Operation Nanook in Nunavut: like a family vacation
$18-million exercise brings pride to Resolute, experience to armed forces
RESOLUTE BAY — Ask Absalem Idlout and Inootiq Manik about what Operation Nanook means to them and they’ll tell you it’s the biggest show in their home town.
When you bring in more than 400 members of the Canadian Armed Forces, Canadian Rangers, aircraft of all sizes and two red and white Canadian Coast guard icebreakers for three weeks, you’ve got a lot of activity for the community of 230, which Idlout says is “pretty quiet” most of the time.
In Resolute Bay, you can even hear gunshots from out on the nearby shooting range, which Manik says gets kids in town all excited.
During Op Nanook, Resolute Bay residents will see Governor General David Johnston and Prime Minister Stephen Harper — the second time Idlout, 22, and Manik, 20, say they’ll have seen Harper step down a red carpet onto Resolute Bay’s gravel airstrip.
That’s not bad for two young Canadian Rangers from Nunavut’s Cornwallis Island, a long hop — about 3,400 kilometres — from Ottawa.
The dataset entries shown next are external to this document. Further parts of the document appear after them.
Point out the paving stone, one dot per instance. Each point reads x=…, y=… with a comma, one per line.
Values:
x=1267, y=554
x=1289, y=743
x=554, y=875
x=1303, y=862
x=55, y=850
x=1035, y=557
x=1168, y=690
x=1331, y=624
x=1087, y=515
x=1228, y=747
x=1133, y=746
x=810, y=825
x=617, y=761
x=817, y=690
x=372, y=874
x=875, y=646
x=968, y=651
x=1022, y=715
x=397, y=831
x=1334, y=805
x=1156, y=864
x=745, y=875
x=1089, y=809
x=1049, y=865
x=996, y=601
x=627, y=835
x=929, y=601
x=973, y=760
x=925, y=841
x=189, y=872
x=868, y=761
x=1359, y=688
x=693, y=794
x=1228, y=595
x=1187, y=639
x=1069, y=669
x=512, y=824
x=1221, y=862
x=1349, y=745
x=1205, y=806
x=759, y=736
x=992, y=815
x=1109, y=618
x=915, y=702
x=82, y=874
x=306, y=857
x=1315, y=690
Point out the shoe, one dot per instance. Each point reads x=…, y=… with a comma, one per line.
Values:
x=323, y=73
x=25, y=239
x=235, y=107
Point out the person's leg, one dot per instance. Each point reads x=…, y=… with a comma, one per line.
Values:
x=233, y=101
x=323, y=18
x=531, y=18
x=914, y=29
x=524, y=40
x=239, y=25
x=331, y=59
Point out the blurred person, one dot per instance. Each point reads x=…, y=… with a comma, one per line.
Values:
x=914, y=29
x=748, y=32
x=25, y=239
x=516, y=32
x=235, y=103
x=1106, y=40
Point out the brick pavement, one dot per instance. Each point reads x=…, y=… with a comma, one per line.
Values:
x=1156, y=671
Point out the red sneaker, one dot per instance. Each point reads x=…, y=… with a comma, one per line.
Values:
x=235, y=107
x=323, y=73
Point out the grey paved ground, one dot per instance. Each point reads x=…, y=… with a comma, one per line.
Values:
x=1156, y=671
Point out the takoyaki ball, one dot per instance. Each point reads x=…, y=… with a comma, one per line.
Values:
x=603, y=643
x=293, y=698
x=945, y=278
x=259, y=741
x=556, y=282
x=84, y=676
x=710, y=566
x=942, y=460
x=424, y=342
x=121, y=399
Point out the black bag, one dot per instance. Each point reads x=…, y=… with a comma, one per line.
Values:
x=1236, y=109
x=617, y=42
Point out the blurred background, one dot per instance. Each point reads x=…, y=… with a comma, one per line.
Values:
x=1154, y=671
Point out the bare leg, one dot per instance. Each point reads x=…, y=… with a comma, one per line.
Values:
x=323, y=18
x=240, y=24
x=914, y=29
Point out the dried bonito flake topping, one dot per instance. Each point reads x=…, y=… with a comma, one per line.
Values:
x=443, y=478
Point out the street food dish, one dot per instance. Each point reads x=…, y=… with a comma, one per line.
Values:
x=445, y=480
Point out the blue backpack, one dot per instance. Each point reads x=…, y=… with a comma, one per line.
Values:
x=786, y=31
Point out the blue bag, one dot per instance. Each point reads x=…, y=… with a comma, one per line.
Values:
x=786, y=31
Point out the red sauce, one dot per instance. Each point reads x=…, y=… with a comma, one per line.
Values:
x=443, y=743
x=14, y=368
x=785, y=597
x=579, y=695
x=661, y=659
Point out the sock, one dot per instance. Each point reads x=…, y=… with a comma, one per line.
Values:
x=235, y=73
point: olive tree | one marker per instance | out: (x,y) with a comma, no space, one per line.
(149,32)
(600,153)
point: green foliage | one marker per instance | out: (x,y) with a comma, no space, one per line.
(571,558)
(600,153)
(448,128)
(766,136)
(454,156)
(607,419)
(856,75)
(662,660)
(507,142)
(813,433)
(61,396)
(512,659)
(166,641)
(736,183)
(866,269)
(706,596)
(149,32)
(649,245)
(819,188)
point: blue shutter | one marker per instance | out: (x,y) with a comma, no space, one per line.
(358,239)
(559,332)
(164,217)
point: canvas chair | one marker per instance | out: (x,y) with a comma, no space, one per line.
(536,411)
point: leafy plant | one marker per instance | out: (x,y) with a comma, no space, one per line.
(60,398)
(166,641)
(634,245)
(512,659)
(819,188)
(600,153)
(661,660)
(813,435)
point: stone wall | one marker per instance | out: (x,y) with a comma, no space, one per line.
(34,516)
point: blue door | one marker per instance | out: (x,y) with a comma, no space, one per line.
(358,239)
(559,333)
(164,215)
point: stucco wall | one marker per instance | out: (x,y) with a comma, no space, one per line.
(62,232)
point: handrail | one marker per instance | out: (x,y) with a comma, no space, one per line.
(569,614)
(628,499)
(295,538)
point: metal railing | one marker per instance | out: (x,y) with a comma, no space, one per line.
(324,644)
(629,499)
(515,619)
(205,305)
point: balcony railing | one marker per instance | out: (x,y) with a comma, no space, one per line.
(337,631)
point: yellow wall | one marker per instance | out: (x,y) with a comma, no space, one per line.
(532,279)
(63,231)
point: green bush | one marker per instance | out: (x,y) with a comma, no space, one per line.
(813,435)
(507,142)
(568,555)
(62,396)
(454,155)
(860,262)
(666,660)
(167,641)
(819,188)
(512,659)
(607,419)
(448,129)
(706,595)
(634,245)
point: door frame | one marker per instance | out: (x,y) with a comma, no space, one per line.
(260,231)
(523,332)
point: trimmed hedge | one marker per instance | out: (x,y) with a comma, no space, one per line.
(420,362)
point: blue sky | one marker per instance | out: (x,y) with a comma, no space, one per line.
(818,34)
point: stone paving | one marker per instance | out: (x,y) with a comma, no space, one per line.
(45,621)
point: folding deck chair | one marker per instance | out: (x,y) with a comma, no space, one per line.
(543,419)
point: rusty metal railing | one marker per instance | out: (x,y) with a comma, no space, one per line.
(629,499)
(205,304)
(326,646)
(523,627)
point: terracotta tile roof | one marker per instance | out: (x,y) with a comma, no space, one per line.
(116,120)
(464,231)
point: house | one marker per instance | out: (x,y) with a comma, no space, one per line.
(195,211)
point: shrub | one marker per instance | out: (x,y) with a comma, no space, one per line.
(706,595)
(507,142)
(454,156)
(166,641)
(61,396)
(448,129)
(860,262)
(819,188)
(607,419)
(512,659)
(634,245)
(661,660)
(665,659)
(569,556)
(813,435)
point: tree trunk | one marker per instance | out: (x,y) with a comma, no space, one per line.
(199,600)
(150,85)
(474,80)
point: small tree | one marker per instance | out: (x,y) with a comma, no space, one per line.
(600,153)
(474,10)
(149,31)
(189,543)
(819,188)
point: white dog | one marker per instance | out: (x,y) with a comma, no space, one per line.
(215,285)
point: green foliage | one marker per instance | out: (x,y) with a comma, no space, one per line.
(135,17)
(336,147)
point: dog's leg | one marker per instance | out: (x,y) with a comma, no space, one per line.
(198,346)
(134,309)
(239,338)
By Aug. 19, the population of Op Nanook’s temporary camp will have grown to 550 people.
That population that doesn’t include the 500 other members of the army, navy and air forces from Canada, the United States and Denmark and other Canadian Rangers, all of whom are also involved in Op Nanook 2011, but not on site.
For Capt. Sean Cantelon, the deputy commander of Joint Task Force North in Yellowknife, how you view Op Nanook, Canada’s largest annual military exercise in the North, depends on where you are in the operation.
In every way, Op Nanook is “big,” he said.
For regular members of the military and reservists like the Canadian Rangers, it’s mainly a training exercise, in which they get to practice in the North and learn what works.
Troops from the South get a “twist of adventure” by coming to the Arctic. They experience 24-hour sunlight and learn to get by in a place where they can’t run off to store whenever they need something.
And Canadian Rangers — about 50 here from Nunavut— pass on what they know about living in the North: they’re “integral” to the entire operation, Capt. Cantelon said.
But Op Nanook is also tactical exercise: more than 17 government agencies and all branches of the armed forces will deal with a simulated major air disaster exercise involving an in-air collision between a cargo plane and a passenger plane.
Also slated for Op Nanook is a simulated grounding of a 200-passenger cruise ship, played by the Navy’s Moncton, which takes place in Strathcona Sound near Nanisivik.
That grounding includes a scenario of injuries to the ship and passengers — a more intense replay of the grounding of the Clipper Adventurer cruise ship near Kugluktuk last August.
As for sovereignty, you don’t hear much about that — yet — around the Op Nanook camp as people go about their daily activities.
That’s no surprise to Capt. Cantelon who says sovereignty is actually simple.
“It’s being here” on Canadian turf, he said, comparing the big Op Nanook in Resolute Bay to a family using their backyard for a get-together or gardening and exercising ownership in that way.
It’s what the armed forces do everywhere in Canada, he said, but when they’re at a base, in say, New Brunswick, no one talks about “sovereignty.”
As for Op Nanook, he compares that to a family vacation — requiring extensive organization and planning.
An expensive vacation, tallying in at least $18 million, but no one here openly grumbles about the cost.
“Wonderful” is how Idlout sees Op Nanook, which brings a lot of money — as well as excitement— into the community.
“Proud” is how one of the Canadian Rangers describes his role in Op Nanook, which involves sharing knowledge of Nunavut and Inuit with newcomers — “meeting the boys from the South and teaching them skills,” as Jackie Amerlik of Gjoa Haven puts it.
This past week he and other Canadian Rangers went out to a small camp with armed forces members from the South.
There, the Canadian Rangers straightened up some misconceptions— such as Inuit not living in igloos and how an inuksuk is built for a purpose, not just as a decoration.
They also introduced the southern troops to bannock and char — much better than the dried packaged rations like pineapple chicken heated up in a pressure cooker, or coffee drunk out of a plastic bag.
That sharing continues out of the camps on to the shooting range where David Ukutak Jr. of Arviat talks to the group about some small bones found on the ground. They’re seal bones, he says.
During the week, everyone will practice drills together and put on their best for when VIPs pour in during the weekend.
On Aug. 26, Op Nanook ends — although planning for the 2012 edition is already underway.